One of these path leads back to Resdon: either the left or right. Granted, I’m not sure where the other trail leads. It could potentially lead back to Resdon as well. It could even be a shortcut, leading us right to the dreaded Council house. My eyes drift back and forth between the two dark breaks in the forest. One or the other. Right or left. The rain comes down around us and by this point, I’m soaked to the brim. I need to make a decision.

“Emerson—” Mom says impatiently.

“Left.” I walk on to the trail on the left before I can change my mind. Behind me, I hear Mom trudge along with heavy footsteps. Now that I’m in the front, tree branches are whipping out at me. I can’t see them until they’re right in front of me, so I’ll be leaving this forest with more than a few scratches across my face. The skin stings where it’s been cut, but I keep up the steady pace.

“STOP!” Mom comes from behind and jumps in front of me right before I take a step off even ground into a gaping hole. It has to be five feet in diameter, an endless sea of black where there should be dirt and tree roots.

“What the heck?” My voice shakes. My heart beats frantically in my chest, desperate to escape. I put a hand over my beating heart and onto the cold, wet fabric of my t-shirt. It’s rough on my hands but a tether to the world I nearly just left. “Why is there a huge hole in the ground?”

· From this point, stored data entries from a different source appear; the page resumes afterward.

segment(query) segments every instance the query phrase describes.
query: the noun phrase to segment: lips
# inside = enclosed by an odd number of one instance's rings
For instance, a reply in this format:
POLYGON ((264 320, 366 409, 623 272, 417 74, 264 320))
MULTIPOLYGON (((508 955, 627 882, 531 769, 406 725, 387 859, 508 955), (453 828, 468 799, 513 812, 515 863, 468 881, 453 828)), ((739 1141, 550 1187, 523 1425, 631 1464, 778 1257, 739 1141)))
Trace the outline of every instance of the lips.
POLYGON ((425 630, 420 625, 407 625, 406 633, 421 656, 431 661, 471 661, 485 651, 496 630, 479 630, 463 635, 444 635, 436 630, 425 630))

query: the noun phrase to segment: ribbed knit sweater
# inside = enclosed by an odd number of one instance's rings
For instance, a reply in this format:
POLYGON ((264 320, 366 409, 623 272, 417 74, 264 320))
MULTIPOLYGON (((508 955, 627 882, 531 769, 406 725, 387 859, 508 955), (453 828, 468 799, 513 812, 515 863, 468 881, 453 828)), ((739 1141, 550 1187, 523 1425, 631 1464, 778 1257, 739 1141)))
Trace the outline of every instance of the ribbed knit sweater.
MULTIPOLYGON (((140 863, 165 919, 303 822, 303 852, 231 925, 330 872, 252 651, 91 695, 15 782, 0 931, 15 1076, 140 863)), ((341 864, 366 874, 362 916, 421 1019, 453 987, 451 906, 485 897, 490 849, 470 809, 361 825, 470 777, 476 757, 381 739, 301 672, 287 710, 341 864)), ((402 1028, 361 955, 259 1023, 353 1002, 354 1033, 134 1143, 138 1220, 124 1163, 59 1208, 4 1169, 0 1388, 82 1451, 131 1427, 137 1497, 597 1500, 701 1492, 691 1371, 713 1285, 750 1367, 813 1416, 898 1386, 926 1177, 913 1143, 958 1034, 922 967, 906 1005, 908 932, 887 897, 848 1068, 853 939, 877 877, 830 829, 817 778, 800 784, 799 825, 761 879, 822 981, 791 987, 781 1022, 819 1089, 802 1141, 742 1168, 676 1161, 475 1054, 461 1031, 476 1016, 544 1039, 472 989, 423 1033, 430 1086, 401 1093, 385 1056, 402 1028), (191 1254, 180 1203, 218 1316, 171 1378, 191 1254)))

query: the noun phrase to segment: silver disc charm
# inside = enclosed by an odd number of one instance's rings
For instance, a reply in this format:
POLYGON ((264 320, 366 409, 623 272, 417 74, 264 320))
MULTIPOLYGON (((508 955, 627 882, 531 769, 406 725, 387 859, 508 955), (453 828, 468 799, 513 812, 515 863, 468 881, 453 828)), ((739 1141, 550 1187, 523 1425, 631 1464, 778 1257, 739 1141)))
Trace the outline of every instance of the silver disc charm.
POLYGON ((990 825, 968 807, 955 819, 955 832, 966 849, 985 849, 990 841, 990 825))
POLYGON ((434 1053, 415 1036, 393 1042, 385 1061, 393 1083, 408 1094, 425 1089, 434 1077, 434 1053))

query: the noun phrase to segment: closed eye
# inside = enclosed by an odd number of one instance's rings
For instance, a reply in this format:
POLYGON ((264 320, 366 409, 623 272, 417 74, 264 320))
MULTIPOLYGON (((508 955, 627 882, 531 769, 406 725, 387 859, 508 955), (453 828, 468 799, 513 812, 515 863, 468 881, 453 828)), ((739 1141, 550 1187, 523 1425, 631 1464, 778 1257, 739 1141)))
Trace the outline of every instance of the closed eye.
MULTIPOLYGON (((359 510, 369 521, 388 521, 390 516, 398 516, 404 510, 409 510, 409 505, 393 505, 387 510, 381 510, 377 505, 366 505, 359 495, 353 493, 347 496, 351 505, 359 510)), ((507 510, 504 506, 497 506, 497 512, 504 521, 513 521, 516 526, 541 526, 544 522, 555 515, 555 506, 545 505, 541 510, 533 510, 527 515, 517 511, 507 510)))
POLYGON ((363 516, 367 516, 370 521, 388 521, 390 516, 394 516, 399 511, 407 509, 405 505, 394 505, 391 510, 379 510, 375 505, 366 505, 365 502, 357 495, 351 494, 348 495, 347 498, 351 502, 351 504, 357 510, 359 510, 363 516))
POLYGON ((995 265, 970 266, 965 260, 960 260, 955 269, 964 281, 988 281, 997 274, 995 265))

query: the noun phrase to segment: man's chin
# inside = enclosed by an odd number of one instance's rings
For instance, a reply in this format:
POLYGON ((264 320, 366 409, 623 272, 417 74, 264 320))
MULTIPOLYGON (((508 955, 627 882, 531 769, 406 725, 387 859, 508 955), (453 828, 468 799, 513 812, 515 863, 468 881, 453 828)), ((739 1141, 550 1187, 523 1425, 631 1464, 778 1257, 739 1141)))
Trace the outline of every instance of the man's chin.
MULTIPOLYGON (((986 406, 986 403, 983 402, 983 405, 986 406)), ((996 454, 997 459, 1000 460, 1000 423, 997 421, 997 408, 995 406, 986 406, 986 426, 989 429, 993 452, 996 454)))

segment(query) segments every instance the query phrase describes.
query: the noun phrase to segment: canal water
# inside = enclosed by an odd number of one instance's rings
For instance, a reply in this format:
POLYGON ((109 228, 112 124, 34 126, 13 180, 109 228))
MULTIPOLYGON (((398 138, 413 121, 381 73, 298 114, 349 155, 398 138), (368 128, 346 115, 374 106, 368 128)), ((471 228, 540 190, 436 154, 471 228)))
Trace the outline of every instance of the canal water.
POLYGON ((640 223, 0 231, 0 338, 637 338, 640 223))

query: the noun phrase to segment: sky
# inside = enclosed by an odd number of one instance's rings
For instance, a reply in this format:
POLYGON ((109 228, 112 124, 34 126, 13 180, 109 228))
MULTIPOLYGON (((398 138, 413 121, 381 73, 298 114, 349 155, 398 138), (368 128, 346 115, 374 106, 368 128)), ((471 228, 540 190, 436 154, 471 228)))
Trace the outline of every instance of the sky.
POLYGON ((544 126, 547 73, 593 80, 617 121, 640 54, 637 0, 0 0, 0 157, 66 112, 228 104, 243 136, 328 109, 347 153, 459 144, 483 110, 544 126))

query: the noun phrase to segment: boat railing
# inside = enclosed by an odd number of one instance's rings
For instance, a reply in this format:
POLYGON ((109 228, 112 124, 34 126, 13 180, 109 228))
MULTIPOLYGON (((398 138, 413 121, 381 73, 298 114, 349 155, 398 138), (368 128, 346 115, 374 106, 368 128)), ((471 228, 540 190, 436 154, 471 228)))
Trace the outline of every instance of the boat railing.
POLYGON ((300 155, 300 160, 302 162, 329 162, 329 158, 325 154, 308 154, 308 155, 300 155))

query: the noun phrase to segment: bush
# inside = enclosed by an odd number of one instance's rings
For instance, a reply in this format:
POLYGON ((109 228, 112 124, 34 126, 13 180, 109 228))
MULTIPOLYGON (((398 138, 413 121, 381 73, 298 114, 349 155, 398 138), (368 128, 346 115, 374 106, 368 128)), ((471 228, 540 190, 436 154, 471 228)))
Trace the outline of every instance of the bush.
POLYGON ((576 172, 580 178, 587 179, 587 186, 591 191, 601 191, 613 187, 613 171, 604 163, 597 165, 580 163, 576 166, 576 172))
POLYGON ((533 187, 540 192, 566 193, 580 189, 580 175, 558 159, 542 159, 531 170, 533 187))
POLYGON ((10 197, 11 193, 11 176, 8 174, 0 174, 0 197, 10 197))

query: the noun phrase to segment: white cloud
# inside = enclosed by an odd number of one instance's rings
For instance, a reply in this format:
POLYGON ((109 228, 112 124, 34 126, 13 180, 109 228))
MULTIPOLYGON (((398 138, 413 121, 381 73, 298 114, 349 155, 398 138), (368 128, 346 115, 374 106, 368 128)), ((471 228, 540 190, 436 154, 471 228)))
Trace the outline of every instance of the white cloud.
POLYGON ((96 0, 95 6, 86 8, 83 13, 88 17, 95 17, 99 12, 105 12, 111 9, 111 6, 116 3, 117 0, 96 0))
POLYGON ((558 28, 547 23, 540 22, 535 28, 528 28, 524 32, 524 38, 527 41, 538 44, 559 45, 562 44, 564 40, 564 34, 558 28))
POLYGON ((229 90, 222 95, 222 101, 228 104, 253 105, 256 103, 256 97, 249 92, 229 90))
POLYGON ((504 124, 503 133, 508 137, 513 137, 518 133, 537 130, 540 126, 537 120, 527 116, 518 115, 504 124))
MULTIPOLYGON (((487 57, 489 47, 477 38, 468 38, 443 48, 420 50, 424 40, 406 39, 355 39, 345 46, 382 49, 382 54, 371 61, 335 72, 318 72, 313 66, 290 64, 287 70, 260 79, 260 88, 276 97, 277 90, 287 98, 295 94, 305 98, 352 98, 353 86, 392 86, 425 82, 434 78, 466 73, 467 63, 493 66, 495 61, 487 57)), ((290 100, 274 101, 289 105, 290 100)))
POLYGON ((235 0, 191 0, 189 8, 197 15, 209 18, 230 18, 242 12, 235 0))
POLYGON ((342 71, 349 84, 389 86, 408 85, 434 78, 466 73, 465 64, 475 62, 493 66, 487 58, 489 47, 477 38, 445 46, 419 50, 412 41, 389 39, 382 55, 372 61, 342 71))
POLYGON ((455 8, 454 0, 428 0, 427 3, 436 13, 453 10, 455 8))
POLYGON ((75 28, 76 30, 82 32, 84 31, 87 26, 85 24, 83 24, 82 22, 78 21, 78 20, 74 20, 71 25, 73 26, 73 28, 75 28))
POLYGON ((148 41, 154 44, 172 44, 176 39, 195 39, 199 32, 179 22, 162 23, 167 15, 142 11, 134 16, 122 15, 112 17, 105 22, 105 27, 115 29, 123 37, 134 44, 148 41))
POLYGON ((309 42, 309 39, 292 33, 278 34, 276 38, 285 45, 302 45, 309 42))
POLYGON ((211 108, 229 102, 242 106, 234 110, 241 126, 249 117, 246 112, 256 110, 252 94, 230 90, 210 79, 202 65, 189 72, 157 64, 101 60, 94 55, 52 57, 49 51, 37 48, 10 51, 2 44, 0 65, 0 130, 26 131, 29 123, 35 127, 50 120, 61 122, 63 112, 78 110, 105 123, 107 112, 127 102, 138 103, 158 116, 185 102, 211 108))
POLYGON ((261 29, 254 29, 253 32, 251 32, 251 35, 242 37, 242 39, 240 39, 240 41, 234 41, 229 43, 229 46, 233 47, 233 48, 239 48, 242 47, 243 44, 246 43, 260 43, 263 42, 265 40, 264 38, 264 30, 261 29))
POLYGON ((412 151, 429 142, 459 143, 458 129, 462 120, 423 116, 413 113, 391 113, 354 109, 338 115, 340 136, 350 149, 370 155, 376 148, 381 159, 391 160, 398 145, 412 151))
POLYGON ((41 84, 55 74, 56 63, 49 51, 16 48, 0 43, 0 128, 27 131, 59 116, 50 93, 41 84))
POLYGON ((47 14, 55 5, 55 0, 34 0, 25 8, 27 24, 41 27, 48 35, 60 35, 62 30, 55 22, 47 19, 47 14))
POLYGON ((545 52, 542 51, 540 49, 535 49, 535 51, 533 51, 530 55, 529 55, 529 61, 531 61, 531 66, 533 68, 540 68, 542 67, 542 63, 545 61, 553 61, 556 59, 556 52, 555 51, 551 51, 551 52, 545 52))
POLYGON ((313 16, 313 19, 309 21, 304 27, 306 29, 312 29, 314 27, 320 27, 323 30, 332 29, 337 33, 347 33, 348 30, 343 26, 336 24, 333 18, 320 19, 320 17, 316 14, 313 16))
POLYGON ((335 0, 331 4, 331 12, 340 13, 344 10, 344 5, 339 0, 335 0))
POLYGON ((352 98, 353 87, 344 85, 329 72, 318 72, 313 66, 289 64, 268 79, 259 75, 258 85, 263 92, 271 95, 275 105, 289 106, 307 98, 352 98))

“I don’t think we took the right path.” Mom says. I bite back a sarcastic comment of my own—something along the lines of “you think?”

“So we’ll turn around?” I suggest, though I’m hoping she’ll allow us to have a short break while I catch my breath. Near death experiences tend to make my heart more or less unreliable.

Ahead of me, Mom nods. I’m huddled close to her back, but she offers no warmth from the cold water pelting our bodies. The trees were our only source of protection from the downpour, but it seems leaves are little good against the tears of the sky.

Mom turns around and we’re face to face. When Mom left, I was barely tall enough to reach her shoulder. Now we’re eye level and close enough for me to see the moment when her squinted eyes go wide and her jaw drops in surprise.

Then I’m shoved from behind and we both go toppling over into the endless hole in the earth.